AI Smart Redact redacts sensitive entities in PDF documents by removing the marked content and rebuilding the document. Every entity in a redaction request is removed, not just visually masked. Each request takes a source PDF and a list of redaction areas: rectangles on a page that mark where each entity to redact appears.

True redaction by reconstruction

The output PDF is built from scratch. Only content that the redaction engine fully understands and that isn’t marked for redaction carries over to the new document. Anything else is dropped, including hidden data that wasn’t part of the visible page: document metadata, bookmarks, annotations, and embedded files.

Page count, page sizes, and the positioning of all unredacted content are preserved. Only the content inside the redaction areas is removed.

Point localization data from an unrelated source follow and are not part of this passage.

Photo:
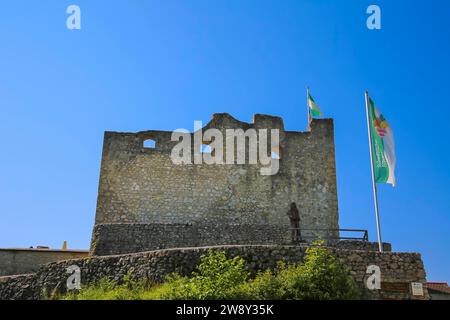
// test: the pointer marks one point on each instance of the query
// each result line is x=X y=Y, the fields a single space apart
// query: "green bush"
x=320 y=277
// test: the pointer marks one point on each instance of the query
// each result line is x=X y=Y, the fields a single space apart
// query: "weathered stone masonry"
x=395 y=268
x=141 y=185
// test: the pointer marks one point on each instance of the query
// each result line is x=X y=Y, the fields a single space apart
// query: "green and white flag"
x=383 y=146
x=314 y=108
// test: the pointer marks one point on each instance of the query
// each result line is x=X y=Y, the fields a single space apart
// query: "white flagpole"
x=374 y=184
x=307 y=108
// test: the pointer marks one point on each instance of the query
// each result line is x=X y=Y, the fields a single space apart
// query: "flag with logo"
x=313 y=107
x=383 y=146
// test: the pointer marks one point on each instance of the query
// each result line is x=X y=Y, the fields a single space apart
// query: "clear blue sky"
x=138 y=65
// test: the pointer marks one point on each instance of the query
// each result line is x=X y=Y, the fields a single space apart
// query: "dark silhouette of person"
x=294 y=218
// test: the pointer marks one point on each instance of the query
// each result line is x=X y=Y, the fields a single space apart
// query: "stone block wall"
x=120 y=238
x=21 y=261
x=142 y=185
x=396 y=268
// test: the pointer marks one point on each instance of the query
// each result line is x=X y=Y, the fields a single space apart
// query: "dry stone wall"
x=397 y=269
x=143 y=185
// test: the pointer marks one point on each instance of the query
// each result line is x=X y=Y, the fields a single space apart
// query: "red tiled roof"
x=439 y=286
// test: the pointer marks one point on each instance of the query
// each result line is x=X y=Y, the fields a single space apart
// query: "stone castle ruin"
x=147 y=202
x=155 y=217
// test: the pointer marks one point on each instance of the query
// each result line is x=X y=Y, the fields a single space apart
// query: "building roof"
x=441 y=287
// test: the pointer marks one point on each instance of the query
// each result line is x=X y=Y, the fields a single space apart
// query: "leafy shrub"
x=216 y=278
x=321 y=276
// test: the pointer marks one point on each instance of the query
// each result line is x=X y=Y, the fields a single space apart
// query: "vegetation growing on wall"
x=320 y=277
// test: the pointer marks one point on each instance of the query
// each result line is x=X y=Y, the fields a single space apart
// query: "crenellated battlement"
x=143 y=185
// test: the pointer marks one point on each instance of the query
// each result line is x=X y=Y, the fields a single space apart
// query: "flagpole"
x=374 y=184
x=308 y=109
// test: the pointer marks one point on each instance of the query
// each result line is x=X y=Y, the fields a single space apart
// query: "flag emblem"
x=315 y=111
x=383 y=146
x=381 y=125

AI Smart Redact doesn’t just draw a black rectangle over redacted content. The text, images, vector graphics, and any OCR text layers inside each redaction area are structurally removed from the page content streams, just like the visible text on top of them. As a result, redacted text can’t be copied from the content stream, and no parallel hidden layer preserves the original content.

Performance

Redaction is fast and runs independently of the detection step, with up to four concurrent jobs per Worker by default. Redaction time scales with document size rather than the number of entities to redact.

Unhandled features

The redaction engine doesn’t yet support every PDF feature. Most page structures are unconditionally rebuilt or removed during redaction, but some features have to stay in the document so the redaction engine doesn’t break the document’s integrity. The following PDF features fall into that group:

  • Marked Content (accessibility tagging and structural marks inside page content streams) isn’t removed. Structures such as ActualText can leak sensitive information.
  • Optional Content Groups (OCG, also known as “Layers”) aren’t considered separately. They are redacted as if they were normal content.
  • OutputIntent in ICC profiles and Font or FontDescriptor metadata aren’t stripped. These are theoretical surfaces; while the data inside is custom, this data is usually not sensitive in any way.

OCR text layers and other on-page text are removed only where a redaction area covers them, the same as visible text.

Invisible content

The redaction engine doesn’t perform additional sanitization passes for content that the reviewer can’t see. Out-of-bounds content falls into this category:

  • Text, images, and vector paths positioned outside the page bounds. A redaction area placed there still removes the content, but the reviewer never sees out-of-bounds content in the viewer, so the reviewer doesn’t select it for redaction during review.

Reporting new findings

If you encounter a PDF where AI Smart Redact leaves content that the redaction engine should have removed, open a support request with a sample. Real-world feedback on issues encountered with PDF files guides further development of the product, and the redaction engine’s coverage can expand as you report edge cases.